While these grape varieties might grow well in the Hill Country, they don’t have the same name recognition as other well-known varieties. Townsend said that makes them harder to sell.
“They run into some marketing issues with that,” she says. “If you go to the grocery store, you’re going to look for a traditional variety like Cabernet or Merlot or Chardonnay.
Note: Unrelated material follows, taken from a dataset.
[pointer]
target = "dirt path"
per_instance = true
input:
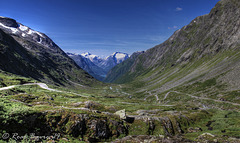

They’re less familiar with those types of wines and might be less likely to give them a try.”
But since the Texas wine industry is still making a name for itself nationally, some growers might be hesitance to make the switch, for fear of losing business.
“We have vineyards still growing it because that’s what’s economically viable,” says Gina Ross at Stone House. She says that didn’t stop owner Angela Moench when she started her vineyard in 1998. She planted all seven acres with Norton grapes, an American variety that she knew would survive harsh weather. The name might not be familiar, but Ross said the wine speaks for itself.
“I know that people aren’t going to see a norton wine on the shelf and pick it up on their own. It’s very much what we call a ‘hand sell’ – where you do have to taste it and then you’re going to like it,” Ross says.
For Gary Elliott at Driftwood Estates, marketing Texas wine isn’t about the name of the grape, but quality of the wine across the board.
“Branding is a big thing. And branding isn’t just your label, it’s everything that you do,” he says.
But that’s a steep learning curve in a climate that’s as volatile as the Hill Country’s.
“What works today may not work tomorrow, what worked 10 years ago may not work today — it’s in flux,” Elliott says.
It’s a challenge that doesn’t seem to be scaring off new wineries. The Texas Wine and Grape Growers Association commissioned a study that found the state’s close to 400 wine producers have a more than $13 billion yearly economic impact.